From a New York Times article about the possible repeal of the US military’s ‘don’t ask, don’t tell’ policy
[…] both opponents and supporters of the ban say a host of thorny practical questions will face the Pentagon if Congress gives final approval to legislation allowing the repeal of the ban, which could happen this summer.
Will openly gay service members be placed in separate housing, as the commandant of the Marine Corps has advocated? What benefits, if any, will partners or spouses of homosexual service members be accorded? Will all military units be required to treat homosexuals the same? And what training will heterosexual officers and enlisted troops receive to prepare them to serve with openly gay soldiers, sailors, airmen and Marines?
The very fact that paragraphs like this have to be written either breaks my heart or makes me want to laugh in disbelief. Basic answer to all these questions? Service members will just have to grow up. With the issue of separate housing - well in American universities don’t predominately heterosexual male and female student bodies live in the same housing? If you can let heavily-drinking young college students share dorms and rooms, even when the possibility exists that these are types who could (shock horror) be attracted to those living around them, can you not let your grown service members share housing? And as to that incredible question of ‘what training will heterosexual officers and enlisted troops receive to prepare them…’ - I wasn’t aware that troops now needed specific training to prepare them to be decent human beings. How can a person ask what training they will get to learn - to be respectful, to be accepting, to be open-minded and intelligent - should that not be the sort of thing they are taught by their parents, or in their schools, long before they’re old enough to enlist? What training have gay men and women ever received to prepare them to live and work with openly homophobic peers? These priorities are so warped they make my head spin.
Elaine Donnelly, a leading supporter of the ban on homosexuals serving openly, said she expected major fights over housing issues, including whether gay couples should be allowed to live together on bases, as married heterosexual couples are. “Same-sex couples in family housing will become a reason for families to decline re-enlistment or a change in station,” she said.
Ms. Donnelly, president of the Center for Military Readiness, a nonprofit policy group, also predicted fierce debate over rules governing antidiscrimination policies toward homosexuals. She said she and other supporters of the ban worried that service members who oppose homosexuality on religious grounds would be denied promotions, a policy she called “zero tolerance” toward anti-gay discrimination.
First paragraph: so the reason people will decline to re-enlist in the military is not because their families are forced to live a lifestyle that drags them round from base to base, or they have to serve long terms away from their loved-ones, or even the fact that they might get blown up, shot, etc. - but because good god there’s a gay couple living next-door? Enemy car-bombs are nothing compared to the threat of Tegan and Sarah being audible over the fence from the neighbour’s back-garden in the summer months, is that right?

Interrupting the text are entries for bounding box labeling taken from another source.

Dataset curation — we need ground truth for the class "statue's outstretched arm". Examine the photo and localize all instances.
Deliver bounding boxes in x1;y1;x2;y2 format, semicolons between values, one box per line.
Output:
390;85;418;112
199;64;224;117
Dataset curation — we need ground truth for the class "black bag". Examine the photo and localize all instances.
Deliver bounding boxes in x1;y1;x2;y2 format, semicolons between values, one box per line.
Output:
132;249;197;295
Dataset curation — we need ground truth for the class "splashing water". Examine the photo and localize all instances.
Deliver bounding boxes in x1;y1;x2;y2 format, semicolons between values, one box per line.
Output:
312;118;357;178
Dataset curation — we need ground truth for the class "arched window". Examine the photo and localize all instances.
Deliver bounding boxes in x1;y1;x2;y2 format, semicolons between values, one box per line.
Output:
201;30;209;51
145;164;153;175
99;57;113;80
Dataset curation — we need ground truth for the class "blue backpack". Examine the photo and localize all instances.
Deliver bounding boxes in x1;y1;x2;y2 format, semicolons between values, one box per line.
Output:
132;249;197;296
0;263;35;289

And second paragraph: well I just can’t begin to fathom how a person can be critical of the idea of zero tolerance towards anti-gay discrimination. And whatpriorities again - the fact that gay men and women are discharged from the military for being openly gay (as 13,000 have indeed been since 1993) is not her concern - her concern is that, if this rule changed, people who wanted to discriminate against gay people would possibly be denied promotion. It ultimately doesn’t matter whether a person’s anti-gay discrimination is on religious grounds or not: if you want to operate within and receive the rewards of being within any supposedly-decent body, be that the military, a country, a company, then you have to sign up to be a half-decent human-being towards the other human-beings involved. The rule should not be either keep secretly gay or you’re not wanted, but either learn to live with others in a compassionate way regardless of your personal prejudices or you’re not wanted. Those are the people you want discharged from your military, surely - not those with tendencies to fall in love with the same sex, but those with tendencies to treat their other human comrades so terribly.